Posted by : David Guyll September 03, 2011


When it comes to skills I greatly prefer the approach of later editions: let the player tell you what they are generally trying to do, and then let a combination of dice and the character's modifiers to determine the outcome. Mearls argues that this approach detracts from immersion because it causes players to focus on their sheets rather than the environment. I would argue that it actually helps maintain it because characters good at stuff that the players are not are still likely to succeed, and things that the player is good at but the character is not are more likely to fail.

In other words it helps sustain the players' beliefs that the players are pretending to be someone that are not themselves.

On the topic of the environment, in past editions I guess the players had to engage in a combination of 20 questions and Zork in order to find...whatever it is they are trying to find. Personally I started with Basic and recall having to make ability score checks to do stuff like snatch food out of Axel's hand or keep him from getting pissed off but, eh. At any rate the attention to detail is utterly irrelevant to the mechanics used to interact with it. If I wanted to I could describe all the furnishings in a room, and even allow players to state in excruciating detail what they are doing with it. My main problem with this route is time.

Maybe in some games players enter a room and declare that they are going to search it and just make Perception checks--which is fucking fine by me because it strips out the endless torrent of queries--but usually in my games players actually call out specific things in a room to investigate, in which case I go into additional detail and/or call for a skill check if appropriate. Here I find that being able to make a Perception (or Dungeoneering, History, Arcana, etc) check to indicate important details and/or secret shit a huge time saver, as rather than going down a list of search criteria I can encapsulate it all with a single dice roll and more accurately simulate the character's ability to search and find things--often resulting in the party missing out on important things much less often.

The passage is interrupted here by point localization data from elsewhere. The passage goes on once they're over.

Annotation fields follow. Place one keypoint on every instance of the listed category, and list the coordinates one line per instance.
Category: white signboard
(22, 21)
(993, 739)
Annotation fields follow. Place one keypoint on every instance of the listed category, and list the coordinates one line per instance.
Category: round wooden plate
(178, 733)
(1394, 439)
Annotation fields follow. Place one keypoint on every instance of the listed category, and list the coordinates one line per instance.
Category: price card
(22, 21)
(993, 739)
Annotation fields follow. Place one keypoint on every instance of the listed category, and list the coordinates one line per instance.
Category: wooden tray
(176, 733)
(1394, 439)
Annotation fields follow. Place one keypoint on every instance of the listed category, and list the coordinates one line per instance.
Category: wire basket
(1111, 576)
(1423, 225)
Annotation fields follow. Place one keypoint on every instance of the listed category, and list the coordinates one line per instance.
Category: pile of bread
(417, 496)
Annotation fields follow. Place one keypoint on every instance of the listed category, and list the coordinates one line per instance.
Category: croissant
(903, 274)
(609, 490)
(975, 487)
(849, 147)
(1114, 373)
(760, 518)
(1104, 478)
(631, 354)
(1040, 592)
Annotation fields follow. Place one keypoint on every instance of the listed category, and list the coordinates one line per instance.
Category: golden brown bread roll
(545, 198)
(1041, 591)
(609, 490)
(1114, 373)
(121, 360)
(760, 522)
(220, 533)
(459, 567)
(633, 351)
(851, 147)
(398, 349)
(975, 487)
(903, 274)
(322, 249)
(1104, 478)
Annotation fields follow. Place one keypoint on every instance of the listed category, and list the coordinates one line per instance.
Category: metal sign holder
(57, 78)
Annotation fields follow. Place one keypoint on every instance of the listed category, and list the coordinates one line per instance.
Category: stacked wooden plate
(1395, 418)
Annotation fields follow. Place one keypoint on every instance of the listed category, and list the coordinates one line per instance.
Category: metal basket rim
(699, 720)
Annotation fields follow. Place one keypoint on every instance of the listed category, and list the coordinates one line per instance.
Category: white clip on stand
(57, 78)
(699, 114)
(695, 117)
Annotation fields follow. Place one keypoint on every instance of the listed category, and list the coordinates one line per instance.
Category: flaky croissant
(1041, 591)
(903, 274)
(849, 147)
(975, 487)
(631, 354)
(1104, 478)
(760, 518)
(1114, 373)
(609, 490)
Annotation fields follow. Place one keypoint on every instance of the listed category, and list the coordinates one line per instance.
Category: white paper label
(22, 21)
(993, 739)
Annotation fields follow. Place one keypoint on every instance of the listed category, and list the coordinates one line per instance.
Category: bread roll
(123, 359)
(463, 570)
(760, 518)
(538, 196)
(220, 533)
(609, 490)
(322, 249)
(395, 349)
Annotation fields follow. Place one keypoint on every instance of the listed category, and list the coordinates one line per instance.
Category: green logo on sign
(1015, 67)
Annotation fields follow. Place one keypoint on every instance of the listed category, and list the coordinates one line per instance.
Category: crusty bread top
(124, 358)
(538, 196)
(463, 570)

Finally, I feel that this approach helps level the playing field between newer and veteran players. As Mearls states in the article, older editions required the player to actually learn information about monsters; the cited example was the weakness of trolls, but I recall that OD&D made it so that you had to try charm spells on monsters until you figured out which ones it worked on. The problem was that once the player figured this out, she could either use it in future games with other characters, or have to pretend not to know and "stumble" upon the information (probably in a contrived manner). In this instance immersion is reinforced by the fact that the book-worm character has a chance to know this sort of thing instead of figuring it out via trial and error.